On Thu, Aug 30, 2012 at 10:25 AM, And Rosta
<and.rosta@hidden.email> wrote:
I would approach the rules differently, by defining the combinatorial properties of words, so the thing currently called "complement" wouldn't arise. I would normally have said a unary operator has one complement and a binary operator has two complements, but one could call them "dependents" instead, to avoid confusion.
Would "formula-modifier" be acceptable to you? Then we can use "complement" in the manner that you want it to be used, to refer to formulas governed by operators. I would prefer *not* to change the rules, but I agree that "complement" as it is used now has a slight smell.

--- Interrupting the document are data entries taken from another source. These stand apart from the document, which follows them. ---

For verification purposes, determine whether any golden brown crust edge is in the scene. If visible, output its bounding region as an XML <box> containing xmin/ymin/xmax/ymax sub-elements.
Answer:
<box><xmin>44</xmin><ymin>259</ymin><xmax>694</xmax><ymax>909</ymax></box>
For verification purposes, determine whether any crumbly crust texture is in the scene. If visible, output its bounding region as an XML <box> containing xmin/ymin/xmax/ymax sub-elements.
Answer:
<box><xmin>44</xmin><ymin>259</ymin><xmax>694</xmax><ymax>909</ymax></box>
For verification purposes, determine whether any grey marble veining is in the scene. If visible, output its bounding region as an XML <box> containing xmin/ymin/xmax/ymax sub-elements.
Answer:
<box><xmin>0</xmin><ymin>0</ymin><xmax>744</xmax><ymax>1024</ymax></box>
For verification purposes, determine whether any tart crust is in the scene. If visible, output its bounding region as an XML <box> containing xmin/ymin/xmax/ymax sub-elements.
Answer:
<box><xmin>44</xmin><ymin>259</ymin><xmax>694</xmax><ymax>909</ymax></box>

However, I do object to using "dependent" to refer to formulas, i.e. _well formed formulas_, which is exactly what they are. Xorban formulas are *not at all* analogous to natural languages
"dependents" -- they are
analogous to sentences and the free-standing heads of sentences. Unary operators and
BR-expressions
(binder-restriction expressions) are the real dependents, precisely because they
are not well formed formulas. Unlike formulas, but like like natlang adverbs and noun phrases, they *cannot* stand
alone. The notion that formulas are
the dependents is simply backwards.
Basically, I'm influenced by the way natlangs work, on the grounds that ideally the loglang would be usable as if it were a natlang. But as with phonology, the syntactic description can come later.